Groping for a way to explain myself to her — knowing she had not read my book, A Householder’s Guide to the Universe — I summed it up by saying I was committed to “urban peasant eating.” It was a phrase in a long line of phrases or words I have used to describe my life. Urban homesteader, householder, and now urban peasant.
Frankly, I knew it had a ring to it. A way of capturing a movement and yearning, but I hated that I knew that. I hated that side of my brain — the one that loved capturing the wild, evolving spirit of a movement in a single catchy phrase. Hated and loved it.
And just that fast, her eyes lit up. Urban peasant eating. Just so. We both knew a book was being born. She the clever macher, as they say in Yiddish: the one that makes things happen. And me, the conflicted urban peasant that loved/hated the ability to coin a phrase.
She got what I was saying, if only as a hook for the next trend or analysis of something that is more about a commitment to frugality, the environment, and the coming food-scarcity crisis than a way to sell magazines and books.
Which is a problem we all face, and don’t I know it. We food lovers, growers, writers, and chefs are faced with a conundrum: How do we capture the simple art of simple living while still managing to pay the bills? How do we balance lives of rural ethics with our big-city cost of living? How do we stay real and significant in our representations of the zeitgeist of food and culture when culture has been rebranded so many times as to be rendered damn near lifeless?
What do you do when the word “artisan” has a carbon dating to match the shelf life of a bag of Cheetos, or when irony has replaced substance as the milieu of a conversation, and when talking about the privatization of seeds and water and, dare I say it, the root of all civilization has become “tiresome” to those who might rather powder their wigs.?
And so after saying goodbye to my good friend and promising to make us a good old-fashioned brisket dinner, I finished my shopping. Two pounds of Rainier cherries that I already knew would be eaten chilled while I soaked in a hot bath (a tradition that is both naughty and nice), a lovely bit of a fresh young cheese for $10 that I would sparingly spread on crusty bread, the last of the season’s asparagus, and two pints of strawberries that would become the evening’s dinner.

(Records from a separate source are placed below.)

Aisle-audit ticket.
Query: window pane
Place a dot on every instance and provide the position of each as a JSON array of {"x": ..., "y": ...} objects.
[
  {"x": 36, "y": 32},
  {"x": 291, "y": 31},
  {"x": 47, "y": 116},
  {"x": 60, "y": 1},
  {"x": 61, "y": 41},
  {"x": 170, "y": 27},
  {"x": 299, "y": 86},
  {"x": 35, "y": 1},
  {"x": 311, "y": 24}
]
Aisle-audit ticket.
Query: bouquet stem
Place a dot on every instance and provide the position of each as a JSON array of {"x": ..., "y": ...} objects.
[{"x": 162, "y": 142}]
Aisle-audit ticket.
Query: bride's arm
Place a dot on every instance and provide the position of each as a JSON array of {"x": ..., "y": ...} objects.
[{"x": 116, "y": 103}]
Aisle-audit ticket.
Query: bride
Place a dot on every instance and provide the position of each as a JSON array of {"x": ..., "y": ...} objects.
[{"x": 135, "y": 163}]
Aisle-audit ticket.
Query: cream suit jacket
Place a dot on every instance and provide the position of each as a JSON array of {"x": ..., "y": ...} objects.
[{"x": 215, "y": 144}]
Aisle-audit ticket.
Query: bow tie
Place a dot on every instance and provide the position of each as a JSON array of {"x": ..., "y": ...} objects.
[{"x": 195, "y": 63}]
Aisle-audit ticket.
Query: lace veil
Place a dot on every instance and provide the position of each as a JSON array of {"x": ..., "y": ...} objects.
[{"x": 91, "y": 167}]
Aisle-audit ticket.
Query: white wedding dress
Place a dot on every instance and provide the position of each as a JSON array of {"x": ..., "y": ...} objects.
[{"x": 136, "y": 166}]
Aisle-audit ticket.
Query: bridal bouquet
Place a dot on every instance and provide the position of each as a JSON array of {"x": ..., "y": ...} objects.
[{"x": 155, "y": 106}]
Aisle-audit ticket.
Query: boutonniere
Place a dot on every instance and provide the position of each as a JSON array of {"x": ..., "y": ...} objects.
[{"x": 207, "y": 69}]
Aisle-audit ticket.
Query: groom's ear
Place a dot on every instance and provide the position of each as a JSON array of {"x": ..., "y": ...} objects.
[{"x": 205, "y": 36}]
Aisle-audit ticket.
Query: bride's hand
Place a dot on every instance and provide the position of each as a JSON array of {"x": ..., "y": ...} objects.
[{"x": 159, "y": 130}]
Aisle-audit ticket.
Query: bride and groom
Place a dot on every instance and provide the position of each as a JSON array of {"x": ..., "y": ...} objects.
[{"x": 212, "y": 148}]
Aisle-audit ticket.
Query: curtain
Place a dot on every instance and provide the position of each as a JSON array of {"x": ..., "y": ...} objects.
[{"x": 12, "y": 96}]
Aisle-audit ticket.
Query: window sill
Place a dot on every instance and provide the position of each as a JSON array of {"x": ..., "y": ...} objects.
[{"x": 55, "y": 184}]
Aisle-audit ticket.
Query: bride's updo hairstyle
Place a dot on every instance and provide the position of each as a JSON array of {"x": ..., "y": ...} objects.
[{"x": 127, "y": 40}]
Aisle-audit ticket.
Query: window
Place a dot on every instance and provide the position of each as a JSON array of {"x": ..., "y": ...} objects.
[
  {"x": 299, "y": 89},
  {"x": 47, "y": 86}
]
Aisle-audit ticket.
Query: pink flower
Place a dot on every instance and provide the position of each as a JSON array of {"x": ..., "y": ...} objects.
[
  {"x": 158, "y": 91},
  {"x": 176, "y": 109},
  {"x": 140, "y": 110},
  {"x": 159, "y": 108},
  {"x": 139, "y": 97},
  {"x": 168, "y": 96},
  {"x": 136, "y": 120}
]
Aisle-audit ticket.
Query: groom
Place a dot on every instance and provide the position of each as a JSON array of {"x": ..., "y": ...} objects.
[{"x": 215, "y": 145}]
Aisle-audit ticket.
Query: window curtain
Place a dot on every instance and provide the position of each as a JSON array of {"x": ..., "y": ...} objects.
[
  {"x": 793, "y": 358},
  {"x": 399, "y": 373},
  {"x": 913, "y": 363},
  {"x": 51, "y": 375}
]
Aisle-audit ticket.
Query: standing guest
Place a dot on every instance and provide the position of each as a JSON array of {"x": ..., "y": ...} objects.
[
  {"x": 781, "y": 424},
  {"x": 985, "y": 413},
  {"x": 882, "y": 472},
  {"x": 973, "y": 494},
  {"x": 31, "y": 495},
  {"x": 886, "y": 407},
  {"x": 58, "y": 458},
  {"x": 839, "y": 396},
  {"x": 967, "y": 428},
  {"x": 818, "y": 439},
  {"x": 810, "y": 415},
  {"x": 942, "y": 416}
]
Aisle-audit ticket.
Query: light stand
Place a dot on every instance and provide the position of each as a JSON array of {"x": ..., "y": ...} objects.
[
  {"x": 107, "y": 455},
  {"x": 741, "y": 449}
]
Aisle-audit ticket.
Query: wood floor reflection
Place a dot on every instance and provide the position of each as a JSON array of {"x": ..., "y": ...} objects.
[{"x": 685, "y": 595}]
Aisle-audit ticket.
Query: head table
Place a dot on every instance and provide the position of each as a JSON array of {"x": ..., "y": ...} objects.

Though my mate would never have considered strawberry shortcake acceptable for dinner, on this day, this glorious new day, I would be coaxing the flavors of freedom and vine-ripened sweetness out onto a plate in a trend-defining tradition of its own. For a little less than a dollar per serving, I made and ate biscuits, just whipped cream, and strawberries floating in a sugary syrup. Dessert for dinner — what a revelation! And perfect for my new independent and grateful palate. (Recipe coming soon in the new urban-peasant cookbook.)